De onderste rij op de tabel bevat de namen van de tijdgenoten van Jezus. De rij namen daarboven heeft betrekking op het geslacht van Jezus’ moeder Maria en zijn vader Jozef, terwijl de middelste rij het geslacht van Jezus’ grootvader Heli laat zien. Het linkergedeelte van de tabel illustreert de verwantschap tussen Jezus en Johannes de Doper, zoals deze in het vorige artikel werd besproken. Merk op dat Jezus’ moeder Maria door bemiddeling van haar vader Heli, die met Anna (de naam waarmee volgens de overlevering Maria’s moeder werd aangeduid) van het levitische geslacht was getrouwd, tot het koninklijke huis van David behoorde. Anna’s zuster huwde op haar beurt met Elisabeths vader, die van het huis van Aäron was. Hun kind Elisabeth werd dus als een echte dochter van het huis van Aäron geboren, en toen zij Zacharias, eveneens van het huis van Aäron, trouwde, was hun zoon Johannes de Doper zowel via zijn vader als zijn moeder van het priesterlijke huis van Aäron. Op de tabel kan men duidelijk zien dat Elisabeth een volle nicht van Maria was en dat Johannes de Doper, in het daaropvolgende geslacht, niemand anders was dan Jezus’ achterneef.
Wanneer wij Jezus’ geslachtslijn nagaan, laat de tabel zien dat Maria zijn natuurlijke moeder was, hoewel Jehovah zijn Vader bleef, daar hij er door de wonderbaarlijke tussenkomst van zijn heilige geest voor had gezorgd dat de menselijke ontvangenis van zijn Zoon op zodanige wijze geschiedde dat hij zijn voormenselijke hemelse bestaan verliet om op een natuurlijke wijze als mens te worden geboren. Hierdoor kon Jezus zowel „Gods Zoon” als de „Zoon des mensen” worden genoemd. Daar Maria’s vader Heli via Davids zoon Nathan tot het huis van David behoorde, ontving Jezus door Maria een natuurlijk recht op de troon van David. Daar Jozef, zoals in het voorgaande artikel werd aangetoond, Jezus echter wettelijk als zijn eerstgeboren zoon accepteerde, verkreeg Jezus, omdat Jozefs vader Jakob door Salomo en al de regerende koningen van Juda een rechtstreekse koninklijke afstammeling van koning David was, nog een extra wettelijk recht op de troon.

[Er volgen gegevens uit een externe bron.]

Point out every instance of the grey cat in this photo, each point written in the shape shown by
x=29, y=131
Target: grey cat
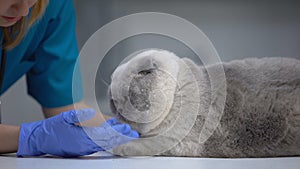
x=167, y=99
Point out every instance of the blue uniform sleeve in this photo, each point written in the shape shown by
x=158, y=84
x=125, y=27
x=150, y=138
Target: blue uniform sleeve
x=50, y=80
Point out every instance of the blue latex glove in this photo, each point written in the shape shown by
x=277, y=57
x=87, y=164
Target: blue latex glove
x=60, y=136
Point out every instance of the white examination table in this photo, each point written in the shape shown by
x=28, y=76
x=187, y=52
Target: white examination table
x=98, y=161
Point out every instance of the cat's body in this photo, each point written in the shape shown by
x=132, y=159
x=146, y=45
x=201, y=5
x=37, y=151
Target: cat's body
x=261, y=116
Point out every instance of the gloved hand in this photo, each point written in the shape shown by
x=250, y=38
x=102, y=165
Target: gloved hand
x=59, y=135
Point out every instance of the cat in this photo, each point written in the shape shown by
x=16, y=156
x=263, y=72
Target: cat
x=167, y=99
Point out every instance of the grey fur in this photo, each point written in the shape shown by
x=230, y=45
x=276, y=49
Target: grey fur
x=261, y=117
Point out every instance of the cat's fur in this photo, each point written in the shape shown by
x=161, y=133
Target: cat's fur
x=261, y=116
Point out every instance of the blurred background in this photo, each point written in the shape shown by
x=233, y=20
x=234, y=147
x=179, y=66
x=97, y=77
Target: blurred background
x=237, y=29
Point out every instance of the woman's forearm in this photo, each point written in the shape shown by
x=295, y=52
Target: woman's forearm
x=9, y=138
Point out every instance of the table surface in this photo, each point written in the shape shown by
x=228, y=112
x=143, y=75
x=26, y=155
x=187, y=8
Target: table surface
x=10, y=161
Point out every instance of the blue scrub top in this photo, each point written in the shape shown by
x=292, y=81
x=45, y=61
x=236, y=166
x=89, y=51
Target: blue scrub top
x=48, y=55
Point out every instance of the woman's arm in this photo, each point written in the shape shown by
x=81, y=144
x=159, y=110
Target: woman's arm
x=9, y=138
x=95, y=121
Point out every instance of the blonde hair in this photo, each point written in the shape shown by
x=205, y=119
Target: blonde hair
x=14, y=34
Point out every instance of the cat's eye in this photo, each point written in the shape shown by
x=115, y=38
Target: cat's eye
x=145, y=72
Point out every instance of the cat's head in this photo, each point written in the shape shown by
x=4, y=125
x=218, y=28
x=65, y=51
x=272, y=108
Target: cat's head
x=142, y=89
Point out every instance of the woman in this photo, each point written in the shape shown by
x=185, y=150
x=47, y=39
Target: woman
x=38, y=38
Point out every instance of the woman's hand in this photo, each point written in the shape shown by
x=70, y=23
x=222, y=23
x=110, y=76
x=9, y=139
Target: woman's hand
x=59, y=135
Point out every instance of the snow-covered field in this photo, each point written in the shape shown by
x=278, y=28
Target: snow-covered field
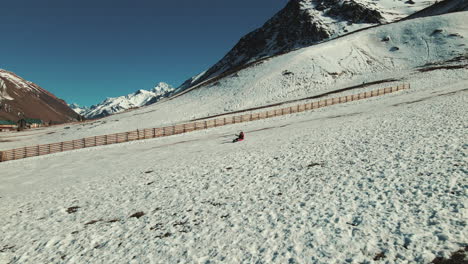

SALOME, JAKOBUS EN JOHANNES
Dit brengt ons nu tot een ander zeer interessant en nauw aan Jezus verwant gezin dat zich in de vroege verbreiding van het christendom bij hem aansloot. Wij bedoelen hier het gezin van de bekwame visser van Galiléa Zebedeüs. Deze trouwde met Salome, de natuurlijke zuster van Jezus’ moeder Mariaa en derhalve eveneens van het huis van David. Zij had twee zonen, Jakobus, die, omdat hij waarschijnlijk de oudste was, meestal het eerst wordt genoemd, en Johannes. Deze twee broers waren dus evenals Jezus afstammelingen van David. Door deze verwantschap werden Zebedeüs en Salome respectievelijk tot oom en tante en hun zonen Jakobus en Johannes tot volle neven van Jezus gemaakt.
Enige tijd nadat Jezus Petrus en Andreas aan de rivier de Jordaan had ontmoet, kwam hij bij de plaats waar zijn oom Zebedeüs zijn vissersbedrijf uitoefende. Ten aanhoren van hun vader deed Jezus zowel Jakobus als Johannes een officiële uitnodiging toekomen om volle-tijd-„vissers van mensen” te worden en hun vissersbestaan op te geven. Als een ware man des geloofs had Zebedeüs hier niet het minste bezwaar tegen (Matth. 4:21, 22). Hij stond zelfs zijn vrouw, Jezus’ tante Salome, toe gedurende lange perioden van huis weg te blijven om te zamen met vele andere vrouwelijke discipelen een ijverig volgelinge van Jezus in zijn predikingswerk te zijn. Deze familiebetrekkingen helpen ons in te zien waarom Salome haar neef Jezus bij een zekere gelegenheid om een speciale gunst durfde te vragen. Jezus stelde zijn beide neven, Jakobus en Johannes, als zijn apostelen aan en rekende hen tot de twaalven. — Matth. 10:2; 20:20-23.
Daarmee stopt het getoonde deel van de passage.